In 1987, after returning to Los Angeles and enrolling in the Musicians Institute, York took a job playing bass guitar with an all-female band at Disneyland, while simultaneously working as a waitress at Jerry's Famous Deli. When the Disneyland job ended two years later, she became a Metro Traffic and aerial reporter for KFWB radio, becoming the second-ever female traffic reporter to fly in a helicopter (the first being Kelly Lange, who flew for KABC). In 1992, she joined KTLA Morning News and Shadow Traffic as their aerial traffic reporter. York won numerous awards for her reporting at the station, earning an Emmy Award in 1993 for her coverage of the Laguna and Malibu fires as well as two more the next year for the Northridge earthquake and her morning news reports. She also received three Golden Mike Awards in 1998, 1999, and 2003 and another Emmy in 2003, and left the station in 2004. She joined the morning show of KFSH-FM a year later alongside Billy Burke, presenting there for two years before leaving the station in 2007. York returned to traffic reporting in 2012, with her familiar voice being heard on the air again, this time reporting from the studios of KNX news radio and working for Total Traffic Network. Over the years, York's visibility throughout Southern California led to her being featured as grand marshal at parades and emceeing at trade, car, and helicopter shows. She retired from KNX On May 10, 2024.

===Music===
York is an accomplished bassist. She first played electric bass with the Smart Cookies band, and later with the Christian rock group Rachel Rachel, of which she was the founder. The group, now defunct, recorded two albums on the Word Records label and performed at several events such as the Long Beach Jazz Festival, the Pasadena Playboy Jazz Festival, and the Montreal Drum Festival. In 1992, she began to take up the double bass, being mentored on this instrument by John Clayton, and Christopher Hanulik, principal bassist of the Los Angeles Philharmonic. Three years later, she formed an all-female jazz instrumental group called the Jennifer York Quartet, which performed at various clubs and venues such as the Grape Harvest Festival in Ontario, California and the Southern California Jazz Festival at the Koll Center in Irvine. The band embraces many musical styles including Latin, funk, and swing, along with mainstream jazz. In 1999, the band released a four-song compact disc.

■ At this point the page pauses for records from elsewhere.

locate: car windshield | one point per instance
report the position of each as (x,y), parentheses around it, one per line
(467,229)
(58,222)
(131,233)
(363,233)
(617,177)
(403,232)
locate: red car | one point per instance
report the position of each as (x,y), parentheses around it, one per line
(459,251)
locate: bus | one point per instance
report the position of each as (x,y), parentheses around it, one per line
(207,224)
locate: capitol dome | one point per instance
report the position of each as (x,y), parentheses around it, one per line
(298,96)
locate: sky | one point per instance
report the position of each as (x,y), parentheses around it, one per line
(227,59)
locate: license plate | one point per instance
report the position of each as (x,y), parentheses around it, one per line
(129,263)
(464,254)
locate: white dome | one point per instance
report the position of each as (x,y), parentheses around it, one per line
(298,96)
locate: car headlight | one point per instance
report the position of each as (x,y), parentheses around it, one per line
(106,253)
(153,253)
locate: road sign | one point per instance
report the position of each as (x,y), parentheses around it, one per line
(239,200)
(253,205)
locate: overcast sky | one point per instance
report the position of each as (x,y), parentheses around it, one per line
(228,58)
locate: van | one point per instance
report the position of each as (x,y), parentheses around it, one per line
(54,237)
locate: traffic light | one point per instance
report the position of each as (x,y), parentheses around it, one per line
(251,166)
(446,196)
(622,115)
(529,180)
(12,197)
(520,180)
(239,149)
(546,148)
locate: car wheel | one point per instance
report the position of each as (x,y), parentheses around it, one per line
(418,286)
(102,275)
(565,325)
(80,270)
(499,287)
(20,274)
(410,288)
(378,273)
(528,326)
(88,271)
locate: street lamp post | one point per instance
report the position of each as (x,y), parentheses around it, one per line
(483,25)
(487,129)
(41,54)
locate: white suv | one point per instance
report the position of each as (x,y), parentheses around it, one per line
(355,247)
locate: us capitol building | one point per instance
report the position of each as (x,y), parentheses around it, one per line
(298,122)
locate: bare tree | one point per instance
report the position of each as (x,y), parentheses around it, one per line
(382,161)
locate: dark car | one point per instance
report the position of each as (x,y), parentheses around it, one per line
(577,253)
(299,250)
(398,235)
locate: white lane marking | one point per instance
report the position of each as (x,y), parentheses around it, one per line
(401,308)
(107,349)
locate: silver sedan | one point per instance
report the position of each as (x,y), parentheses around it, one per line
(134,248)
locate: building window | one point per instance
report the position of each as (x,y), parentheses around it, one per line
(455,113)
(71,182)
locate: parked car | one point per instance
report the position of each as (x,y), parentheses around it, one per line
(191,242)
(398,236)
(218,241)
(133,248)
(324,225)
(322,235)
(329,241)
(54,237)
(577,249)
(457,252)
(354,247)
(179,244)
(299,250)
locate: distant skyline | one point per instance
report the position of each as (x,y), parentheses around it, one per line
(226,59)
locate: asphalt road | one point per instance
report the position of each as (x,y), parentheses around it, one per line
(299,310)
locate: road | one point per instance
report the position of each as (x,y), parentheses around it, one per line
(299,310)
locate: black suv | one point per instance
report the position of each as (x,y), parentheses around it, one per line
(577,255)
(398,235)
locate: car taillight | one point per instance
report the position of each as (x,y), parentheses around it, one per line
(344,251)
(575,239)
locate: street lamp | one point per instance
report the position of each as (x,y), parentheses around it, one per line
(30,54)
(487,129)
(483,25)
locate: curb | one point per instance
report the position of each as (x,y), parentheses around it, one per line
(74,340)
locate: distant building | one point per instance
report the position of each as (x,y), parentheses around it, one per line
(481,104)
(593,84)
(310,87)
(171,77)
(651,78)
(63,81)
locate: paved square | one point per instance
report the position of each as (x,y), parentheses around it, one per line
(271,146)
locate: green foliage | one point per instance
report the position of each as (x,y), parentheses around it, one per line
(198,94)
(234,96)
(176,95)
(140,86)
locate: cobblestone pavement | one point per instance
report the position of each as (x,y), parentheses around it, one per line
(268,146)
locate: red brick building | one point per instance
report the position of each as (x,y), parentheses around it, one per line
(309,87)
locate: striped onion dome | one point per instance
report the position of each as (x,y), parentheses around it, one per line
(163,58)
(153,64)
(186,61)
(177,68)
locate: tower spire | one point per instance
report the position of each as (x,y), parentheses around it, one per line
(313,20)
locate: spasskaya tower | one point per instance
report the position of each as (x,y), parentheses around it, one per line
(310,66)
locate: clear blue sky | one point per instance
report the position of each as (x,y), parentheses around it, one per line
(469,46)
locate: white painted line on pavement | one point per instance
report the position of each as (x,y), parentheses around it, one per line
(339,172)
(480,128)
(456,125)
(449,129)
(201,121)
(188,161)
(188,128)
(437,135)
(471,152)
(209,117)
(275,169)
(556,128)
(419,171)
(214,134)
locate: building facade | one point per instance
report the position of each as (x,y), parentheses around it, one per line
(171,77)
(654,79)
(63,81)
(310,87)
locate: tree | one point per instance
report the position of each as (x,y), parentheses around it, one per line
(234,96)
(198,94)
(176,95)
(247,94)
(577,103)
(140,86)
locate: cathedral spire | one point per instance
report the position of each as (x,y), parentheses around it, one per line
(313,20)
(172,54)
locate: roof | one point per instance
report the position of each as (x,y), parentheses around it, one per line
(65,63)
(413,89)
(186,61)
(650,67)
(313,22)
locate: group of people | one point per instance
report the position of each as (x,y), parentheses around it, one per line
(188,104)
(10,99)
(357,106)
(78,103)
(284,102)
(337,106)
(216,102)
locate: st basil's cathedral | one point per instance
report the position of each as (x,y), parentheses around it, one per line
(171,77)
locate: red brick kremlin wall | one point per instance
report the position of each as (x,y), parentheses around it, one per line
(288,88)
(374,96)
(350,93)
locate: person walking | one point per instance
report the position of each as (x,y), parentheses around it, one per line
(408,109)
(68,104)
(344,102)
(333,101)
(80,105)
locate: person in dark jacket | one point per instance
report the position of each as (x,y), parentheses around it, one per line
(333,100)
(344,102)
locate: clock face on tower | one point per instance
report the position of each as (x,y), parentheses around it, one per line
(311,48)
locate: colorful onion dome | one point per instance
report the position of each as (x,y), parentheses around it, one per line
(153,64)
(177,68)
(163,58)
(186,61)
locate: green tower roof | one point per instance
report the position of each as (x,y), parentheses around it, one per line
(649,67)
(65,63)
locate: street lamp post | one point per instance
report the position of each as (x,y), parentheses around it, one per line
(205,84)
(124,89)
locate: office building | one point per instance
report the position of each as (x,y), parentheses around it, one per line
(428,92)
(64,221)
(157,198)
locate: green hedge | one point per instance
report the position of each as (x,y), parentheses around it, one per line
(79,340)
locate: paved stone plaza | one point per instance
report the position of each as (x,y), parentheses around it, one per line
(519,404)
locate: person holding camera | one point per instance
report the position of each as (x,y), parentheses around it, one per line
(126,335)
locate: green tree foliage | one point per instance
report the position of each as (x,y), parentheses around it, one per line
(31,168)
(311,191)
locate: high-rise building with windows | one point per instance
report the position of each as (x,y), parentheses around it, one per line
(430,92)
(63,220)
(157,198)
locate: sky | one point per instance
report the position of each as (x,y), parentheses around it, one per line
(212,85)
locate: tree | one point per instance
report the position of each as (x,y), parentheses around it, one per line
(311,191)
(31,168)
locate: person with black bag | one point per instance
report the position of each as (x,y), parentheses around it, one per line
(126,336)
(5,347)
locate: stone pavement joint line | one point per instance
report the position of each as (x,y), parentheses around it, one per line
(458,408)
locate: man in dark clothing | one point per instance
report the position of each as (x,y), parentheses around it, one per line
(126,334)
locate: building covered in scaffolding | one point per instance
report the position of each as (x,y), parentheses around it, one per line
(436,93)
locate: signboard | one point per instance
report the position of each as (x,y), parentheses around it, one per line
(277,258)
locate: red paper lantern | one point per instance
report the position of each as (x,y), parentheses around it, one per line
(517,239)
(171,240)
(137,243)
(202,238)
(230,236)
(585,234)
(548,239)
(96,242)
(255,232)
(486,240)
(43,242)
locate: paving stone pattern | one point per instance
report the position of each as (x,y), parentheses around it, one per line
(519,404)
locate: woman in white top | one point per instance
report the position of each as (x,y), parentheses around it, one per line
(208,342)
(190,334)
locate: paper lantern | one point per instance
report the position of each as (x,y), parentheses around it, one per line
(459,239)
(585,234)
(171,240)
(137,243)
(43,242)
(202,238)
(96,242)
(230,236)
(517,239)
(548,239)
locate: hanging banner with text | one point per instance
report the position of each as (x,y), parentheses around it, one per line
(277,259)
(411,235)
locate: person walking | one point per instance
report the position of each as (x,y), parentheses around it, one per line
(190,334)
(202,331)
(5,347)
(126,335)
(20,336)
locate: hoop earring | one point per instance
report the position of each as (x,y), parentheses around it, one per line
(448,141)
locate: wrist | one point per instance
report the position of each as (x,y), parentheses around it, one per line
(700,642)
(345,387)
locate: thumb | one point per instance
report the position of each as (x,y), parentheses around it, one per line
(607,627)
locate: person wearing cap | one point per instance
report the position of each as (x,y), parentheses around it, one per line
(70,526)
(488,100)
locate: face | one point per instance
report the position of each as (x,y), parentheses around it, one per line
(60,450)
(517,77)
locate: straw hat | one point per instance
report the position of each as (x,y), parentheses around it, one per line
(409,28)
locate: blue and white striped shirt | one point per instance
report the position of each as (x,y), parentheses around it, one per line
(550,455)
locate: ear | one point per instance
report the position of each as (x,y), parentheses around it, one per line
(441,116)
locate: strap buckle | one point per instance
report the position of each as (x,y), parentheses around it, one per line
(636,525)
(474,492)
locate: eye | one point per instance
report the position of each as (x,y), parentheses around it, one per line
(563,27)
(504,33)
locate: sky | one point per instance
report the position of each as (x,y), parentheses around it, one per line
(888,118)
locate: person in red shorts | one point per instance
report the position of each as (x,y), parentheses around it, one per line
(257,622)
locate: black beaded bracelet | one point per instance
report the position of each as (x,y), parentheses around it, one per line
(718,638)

York has been featured on shows such as Larry King Live, Entertainment Tonight, and Leeza, and appeared in films such as Bandits and Hollywood Homicide. During the Mercyhurst College Talent Show scene of Tom Hanks' 1996 movie That Thing You Do!, York can be seen as the acoustic bass player for the girl group that is performing in the contest.

==Personal life==
York married Nils Johnson—a bassist who played with Ray Charles—in 1993. They lived in Studio City.